Leon ist eine geschäftige Stadt mit ca. 300'000 Einwohnern und ist bekannt für seine Universität und für seine kolonialen Bauwerke im historischen Teil der Stadt. Der zentrale Markt, die vielen verwinkelten Gassen, und die bunten Geschäfte und Strassenstände sind für uns ein spannendes Revier für Entdeckungsspaziergänge. Herrlich, sich einfach durch die Gassen treiben zu lassen und die vielseitigen Eindrücke in sich aufzusaugen. Auch kulinarisch haben wir unterschiedliche Erlebnisse gemacht. In unserem Hotel gab es zwar ein wunderschönes Restaurant mit Bar. Mit dem Koch war jedoch etwas ganz und gar nicht in Ordnung. Obwohl wir für ein Zimmer mit Frühstück bezahlten, haben wir auf die lieblosen und faden und obendrein kümmerlichen ‚Machwerke’ aus dieser Küche gerne verzichtet. Stattdessen streiften wir auf der Suche nach den Zutaten für unser Frühstück durch die Gassen und liessen uns vom Angebot, welches Morgens ab sechs Uhr an unzähligen Ständen und Theken angeboten wird, inspirieren. Leche Agria sei so etwas wie Joghurt, erklärte mir der engagierte Besitzer eines kleinen Geschäfts mit Milchprodukten, welches ausserdem Offenmilch, Milchpulver, Frischkäse in verschiedenen Trocknungsgraden, sowie verschiedene Flans, Carjeta de Leche (Caramel) oder Arroz en Leche (Milchreis) feilbot. Als ich den Deckel des Bechers öffnete, sah ich zuerst das Milchserum obenauf schwimmen und darunter flockte das Eiweiss; der Geschmack erinnerte sofort an saure Milch aber nicht sonderlich stark. Doch doch, das sei genau so wie es sein müsse, versicherte mir der Produzent. Jedenfalls habe ich es so verstanden. Ich schnibbelte eine Banane hinein, süsste zusätzlich mit Honig, rührte das Ganze kräftig um und löffelte aus, ohne dass ich die Mixtur besonders lecker fand. Zwei Stunden später wanderte das Ganze dann zusammen mit dem restlichen Frühstück in die Kanalisation und ich habe daraufhin zwei oder drei Mahlzeiten ausgelassen...!
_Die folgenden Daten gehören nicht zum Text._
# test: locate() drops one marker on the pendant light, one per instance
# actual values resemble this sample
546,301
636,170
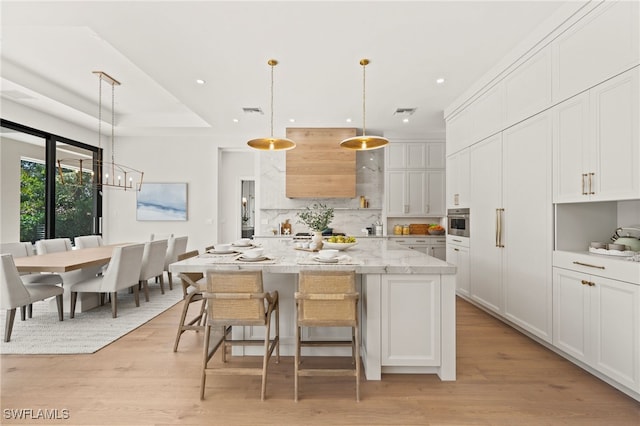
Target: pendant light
364,142
103,174
271,143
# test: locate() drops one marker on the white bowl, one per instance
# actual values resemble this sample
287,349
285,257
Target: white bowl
328,254
253,253
337,246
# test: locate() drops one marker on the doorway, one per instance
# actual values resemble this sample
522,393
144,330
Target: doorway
248,211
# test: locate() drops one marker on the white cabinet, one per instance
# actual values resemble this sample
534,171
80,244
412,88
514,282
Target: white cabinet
512,217
528,87
597,321
599,46
415,193
458,254
433,246
596,149
527,225
485,204
410,320
458,179
415,155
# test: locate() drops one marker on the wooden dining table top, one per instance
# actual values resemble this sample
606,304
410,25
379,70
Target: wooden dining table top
65,261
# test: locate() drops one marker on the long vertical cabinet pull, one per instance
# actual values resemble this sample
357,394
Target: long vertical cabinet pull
499,228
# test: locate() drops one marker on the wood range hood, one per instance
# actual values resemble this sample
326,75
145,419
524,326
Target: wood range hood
318,167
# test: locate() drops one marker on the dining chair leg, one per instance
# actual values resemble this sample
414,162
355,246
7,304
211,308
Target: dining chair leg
136,296
296,365
59,303
160,278
114,304
74,297
145,287
11,315
205,360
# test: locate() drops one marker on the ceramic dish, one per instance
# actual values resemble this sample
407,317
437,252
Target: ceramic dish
337,246
252,259
214,251
326,260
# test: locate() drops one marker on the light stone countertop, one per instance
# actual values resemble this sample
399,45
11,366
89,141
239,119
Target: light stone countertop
369,256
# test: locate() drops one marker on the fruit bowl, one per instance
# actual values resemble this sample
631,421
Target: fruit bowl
337,246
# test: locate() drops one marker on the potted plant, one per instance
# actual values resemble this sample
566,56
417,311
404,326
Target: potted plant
317,217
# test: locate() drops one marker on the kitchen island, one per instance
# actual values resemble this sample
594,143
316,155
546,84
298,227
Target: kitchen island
407,302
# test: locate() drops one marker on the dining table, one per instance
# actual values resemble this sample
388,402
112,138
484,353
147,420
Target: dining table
73,265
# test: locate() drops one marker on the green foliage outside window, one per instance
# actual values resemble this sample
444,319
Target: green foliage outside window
73,209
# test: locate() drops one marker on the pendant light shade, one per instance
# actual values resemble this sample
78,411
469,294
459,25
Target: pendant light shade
364,142
271,143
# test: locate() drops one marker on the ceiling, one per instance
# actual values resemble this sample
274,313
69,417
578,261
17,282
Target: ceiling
157,50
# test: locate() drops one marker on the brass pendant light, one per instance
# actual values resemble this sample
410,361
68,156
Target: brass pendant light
271,143
364,142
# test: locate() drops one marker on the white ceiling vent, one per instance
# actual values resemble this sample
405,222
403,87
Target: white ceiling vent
404,111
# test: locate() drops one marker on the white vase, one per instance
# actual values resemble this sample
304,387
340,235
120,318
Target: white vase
316,240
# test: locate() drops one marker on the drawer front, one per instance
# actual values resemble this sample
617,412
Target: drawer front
608,267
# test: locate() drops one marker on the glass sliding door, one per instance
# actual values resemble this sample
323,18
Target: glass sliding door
39,198
75,204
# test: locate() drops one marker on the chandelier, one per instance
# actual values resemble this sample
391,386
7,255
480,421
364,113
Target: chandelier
102,174
364,142
271,143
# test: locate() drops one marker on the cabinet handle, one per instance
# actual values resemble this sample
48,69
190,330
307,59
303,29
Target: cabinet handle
499,228
588,265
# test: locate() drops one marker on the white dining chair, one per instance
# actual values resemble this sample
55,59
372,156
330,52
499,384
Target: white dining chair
88,241
153,264
177,245
14,294
122,273
24,249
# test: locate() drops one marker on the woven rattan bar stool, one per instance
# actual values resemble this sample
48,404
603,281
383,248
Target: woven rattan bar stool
237,298
327,299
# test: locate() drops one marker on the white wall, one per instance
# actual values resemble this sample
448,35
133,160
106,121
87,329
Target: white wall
172,158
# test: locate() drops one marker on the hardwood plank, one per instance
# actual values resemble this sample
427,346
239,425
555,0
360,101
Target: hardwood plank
504,378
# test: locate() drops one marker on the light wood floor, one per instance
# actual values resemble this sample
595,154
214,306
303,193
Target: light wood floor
503,379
Erst als wir nach Matagalpa im Hochland kamen, hatten wir das Gefühl, dass auch das Gemüt der Menschen wieder etwas freundlicher, etwas sonniger wurde. Wir verbrachten einige Tage auf der Kaffee Hacienda ‚La Hammonia’ in der Region Selva Negra. Die dreimonatige Kaffeeernte mit bis zu 900 Wanderarbeitern ist im Februar fast abgeschlossen und die Hacienda beschäftigt neben 250 Festangestellten (hauptsächlich für die Lodge mit insgesamt 120 Betten) nur noch etwa 100 Kaffeepflücker. Die Hacienda und die Lodge auf 1200 müM sind Vorzeigebetriebe. Weitestgehend autark werden hier dank der harten Währung Exportkaffe, Masstäbe in Oekologie (Biokaffee seit 1970, Biogasanlage seit 1976, 800 Ha ursprünglicher Nebelwald mit verschiedenen endemischen Arten) und Sozialem Engagement (eigene Schule, Handwerkliche Ausbildung, faire Entlöhnung, Langzeitanstellungen) gesetzt. Der Exportkaffe, von dem übrigens etwa drei Viertel der weltweit produzierten Mengen über Schweizer Firmen gehandelt werden, ist in Nicaragua etwa gleich teuer wie in der Schweiz, was ihn für die meisten Nicaraguaner unerschwinglich macht. Das wird auch der Grund sein, weshalb in Nicaragua, wie in Costa Rica auch, der Kaffee nach amerikanischer Art, sprich ziemlich bis extrem dünn serviert wird und uns verwöhnten Espressotrinkern nicht besonders schmeckt.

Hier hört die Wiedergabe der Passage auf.